Un tenso y agitado ambiente se vive en el Congreso luego que los diputados del Partido Radical anunciaran un acuerdo con la Alianza y el PRI para conformar la mesa de la Cámara por cuatro años.
Pese a que el diputado y presidente del PRSD, Fernando Meza, aseguró que el pacto -sellado anoche y que hoy dieron a conocer junto al jefe de bancada de la UDI, Claudio Alvarado, de RN, Joaquín Godoy, y el PRI, Pedro Araya- se trata de un acuerdo administrativo y no político, las críticas fueron duras y, en la sala de la Cámara incluso, les gritaron traidores y vendidos.
Los cuestionamientos de sus pares de la Concertación no se hicieron esperar. De inmediato el diputado Pablo Lorenzini pidió a la Presidenta Michelle Bachelet que solicite la renuncia de los ministros radicales antes de almuerzo.
"Esto es peor que haber perdido la elección presidencial el domingo", sentenció Lorenzini.

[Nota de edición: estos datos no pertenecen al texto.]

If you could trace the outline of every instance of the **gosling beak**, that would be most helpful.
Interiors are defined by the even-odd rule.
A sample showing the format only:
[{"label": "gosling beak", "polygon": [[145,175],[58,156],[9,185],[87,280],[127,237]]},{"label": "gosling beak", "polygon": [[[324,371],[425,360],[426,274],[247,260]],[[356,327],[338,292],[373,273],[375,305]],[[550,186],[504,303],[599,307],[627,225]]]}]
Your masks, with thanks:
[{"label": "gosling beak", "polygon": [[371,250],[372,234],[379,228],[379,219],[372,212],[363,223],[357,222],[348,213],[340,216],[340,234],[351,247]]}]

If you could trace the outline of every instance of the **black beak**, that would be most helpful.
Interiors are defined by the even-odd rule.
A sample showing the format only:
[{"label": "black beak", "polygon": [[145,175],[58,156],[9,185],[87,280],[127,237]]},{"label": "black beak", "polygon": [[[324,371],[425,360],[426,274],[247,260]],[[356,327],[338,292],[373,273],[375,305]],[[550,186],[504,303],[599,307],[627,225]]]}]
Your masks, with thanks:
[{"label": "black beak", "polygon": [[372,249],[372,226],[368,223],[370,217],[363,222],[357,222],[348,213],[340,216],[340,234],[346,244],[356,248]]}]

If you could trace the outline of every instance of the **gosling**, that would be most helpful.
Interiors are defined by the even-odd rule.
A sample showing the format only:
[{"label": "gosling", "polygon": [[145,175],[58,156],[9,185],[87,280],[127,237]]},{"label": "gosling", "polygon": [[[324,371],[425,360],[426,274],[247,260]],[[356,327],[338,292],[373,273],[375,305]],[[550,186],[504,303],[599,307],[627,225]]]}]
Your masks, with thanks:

La diputada Sepúlveda aseguró que la responsabilidad de que el PRSD y el PRI pacten "con la derecha" es del presidente de la DC, Juan Carlos Latorre, quien, según ella, vetó su nombre para presidir la Cámara.

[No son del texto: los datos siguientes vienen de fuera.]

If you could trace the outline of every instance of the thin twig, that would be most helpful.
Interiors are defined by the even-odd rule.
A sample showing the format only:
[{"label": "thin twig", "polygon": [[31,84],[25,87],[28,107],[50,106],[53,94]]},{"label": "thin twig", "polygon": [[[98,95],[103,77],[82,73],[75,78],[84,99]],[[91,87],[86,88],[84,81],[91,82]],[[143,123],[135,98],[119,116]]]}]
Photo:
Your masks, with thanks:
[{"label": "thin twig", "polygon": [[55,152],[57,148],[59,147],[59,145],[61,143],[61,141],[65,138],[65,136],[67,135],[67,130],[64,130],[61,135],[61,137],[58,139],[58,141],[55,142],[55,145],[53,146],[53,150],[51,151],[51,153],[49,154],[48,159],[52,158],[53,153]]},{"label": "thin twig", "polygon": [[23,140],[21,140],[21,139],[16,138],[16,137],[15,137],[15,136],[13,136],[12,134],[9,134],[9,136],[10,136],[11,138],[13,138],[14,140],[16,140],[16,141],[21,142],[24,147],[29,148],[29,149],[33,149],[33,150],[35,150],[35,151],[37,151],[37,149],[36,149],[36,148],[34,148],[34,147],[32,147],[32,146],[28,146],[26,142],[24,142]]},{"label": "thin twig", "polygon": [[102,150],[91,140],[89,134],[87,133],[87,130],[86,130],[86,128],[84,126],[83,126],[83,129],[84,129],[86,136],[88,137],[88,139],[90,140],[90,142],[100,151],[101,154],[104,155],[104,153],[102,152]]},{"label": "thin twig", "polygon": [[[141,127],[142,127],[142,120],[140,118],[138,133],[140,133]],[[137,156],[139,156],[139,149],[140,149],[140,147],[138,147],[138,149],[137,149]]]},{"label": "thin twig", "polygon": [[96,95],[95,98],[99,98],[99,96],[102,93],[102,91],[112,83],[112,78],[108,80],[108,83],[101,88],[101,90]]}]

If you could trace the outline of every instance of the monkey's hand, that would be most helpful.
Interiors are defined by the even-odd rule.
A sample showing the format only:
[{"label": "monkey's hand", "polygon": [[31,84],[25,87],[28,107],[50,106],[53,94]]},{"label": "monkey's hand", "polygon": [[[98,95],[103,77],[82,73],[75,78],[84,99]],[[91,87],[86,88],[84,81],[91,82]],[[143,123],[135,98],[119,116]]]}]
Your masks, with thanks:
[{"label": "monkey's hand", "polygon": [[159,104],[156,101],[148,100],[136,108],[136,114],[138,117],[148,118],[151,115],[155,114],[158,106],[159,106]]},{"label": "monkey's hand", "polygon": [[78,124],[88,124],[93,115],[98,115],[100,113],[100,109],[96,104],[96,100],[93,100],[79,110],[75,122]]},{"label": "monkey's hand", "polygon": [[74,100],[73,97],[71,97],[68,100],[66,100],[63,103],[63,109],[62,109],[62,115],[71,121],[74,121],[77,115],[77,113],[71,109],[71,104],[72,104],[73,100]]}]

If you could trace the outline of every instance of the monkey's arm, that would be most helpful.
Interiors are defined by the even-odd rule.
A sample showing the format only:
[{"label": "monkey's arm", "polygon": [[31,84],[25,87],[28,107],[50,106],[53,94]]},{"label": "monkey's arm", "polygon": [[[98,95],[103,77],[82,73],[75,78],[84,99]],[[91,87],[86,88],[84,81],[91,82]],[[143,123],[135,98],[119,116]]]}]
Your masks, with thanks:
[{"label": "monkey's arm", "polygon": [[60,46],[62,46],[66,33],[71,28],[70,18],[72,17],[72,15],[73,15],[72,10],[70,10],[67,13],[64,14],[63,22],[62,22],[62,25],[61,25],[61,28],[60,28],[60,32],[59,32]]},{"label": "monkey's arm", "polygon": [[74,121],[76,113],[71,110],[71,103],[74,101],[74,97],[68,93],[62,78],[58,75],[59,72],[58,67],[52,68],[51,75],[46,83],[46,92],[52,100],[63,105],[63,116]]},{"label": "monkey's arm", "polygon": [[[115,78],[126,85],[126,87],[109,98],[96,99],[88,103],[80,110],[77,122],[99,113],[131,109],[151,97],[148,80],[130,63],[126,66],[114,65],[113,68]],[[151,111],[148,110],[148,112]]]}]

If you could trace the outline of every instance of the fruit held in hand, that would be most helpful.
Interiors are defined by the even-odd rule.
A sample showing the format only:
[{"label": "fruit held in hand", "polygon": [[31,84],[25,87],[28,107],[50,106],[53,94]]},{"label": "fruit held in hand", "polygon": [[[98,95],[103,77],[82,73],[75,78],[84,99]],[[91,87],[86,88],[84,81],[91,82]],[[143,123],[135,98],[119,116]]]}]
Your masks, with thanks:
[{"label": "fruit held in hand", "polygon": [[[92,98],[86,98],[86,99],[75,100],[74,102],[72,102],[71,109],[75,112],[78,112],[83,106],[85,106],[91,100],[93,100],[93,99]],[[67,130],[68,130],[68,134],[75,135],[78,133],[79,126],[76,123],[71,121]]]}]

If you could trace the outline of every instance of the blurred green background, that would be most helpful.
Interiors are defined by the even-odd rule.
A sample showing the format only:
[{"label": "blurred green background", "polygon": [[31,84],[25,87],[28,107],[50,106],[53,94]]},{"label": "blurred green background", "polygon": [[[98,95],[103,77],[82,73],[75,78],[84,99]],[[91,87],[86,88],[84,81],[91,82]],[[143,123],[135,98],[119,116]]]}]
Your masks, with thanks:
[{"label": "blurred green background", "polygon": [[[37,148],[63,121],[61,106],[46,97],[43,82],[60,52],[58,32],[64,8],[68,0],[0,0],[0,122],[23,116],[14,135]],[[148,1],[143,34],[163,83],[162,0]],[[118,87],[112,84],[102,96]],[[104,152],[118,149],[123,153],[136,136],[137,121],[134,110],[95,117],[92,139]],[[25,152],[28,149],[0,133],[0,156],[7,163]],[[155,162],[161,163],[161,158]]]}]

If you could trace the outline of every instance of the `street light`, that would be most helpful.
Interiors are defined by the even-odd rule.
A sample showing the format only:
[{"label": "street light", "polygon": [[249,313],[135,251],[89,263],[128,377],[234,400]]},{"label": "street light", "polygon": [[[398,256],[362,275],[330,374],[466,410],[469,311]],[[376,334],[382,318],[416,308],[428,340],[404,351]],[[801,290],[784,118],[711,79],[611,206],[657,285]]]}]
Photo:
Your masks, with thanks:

Con este acuerdo, los radicales se aseguran estar en la vicepresidencia de la Cámara y la presidencia de algunas comisiones parlamentarias.
Según establecieron, este año estará en la presidencia de la Cámara la diputada PRI Alejandra Sepúlveda, el 2011 un UDI, el 2012 un diputado RN y el 2013 nuevamente un parlamentario gremialista.
Con los votos del partido radical se asegura que en la Cámara se cumpla este esquema.
En todo caso, ya el diputado del PRSD Alberto Robles se desmarcó del acuerdo. "No me representa", dijo.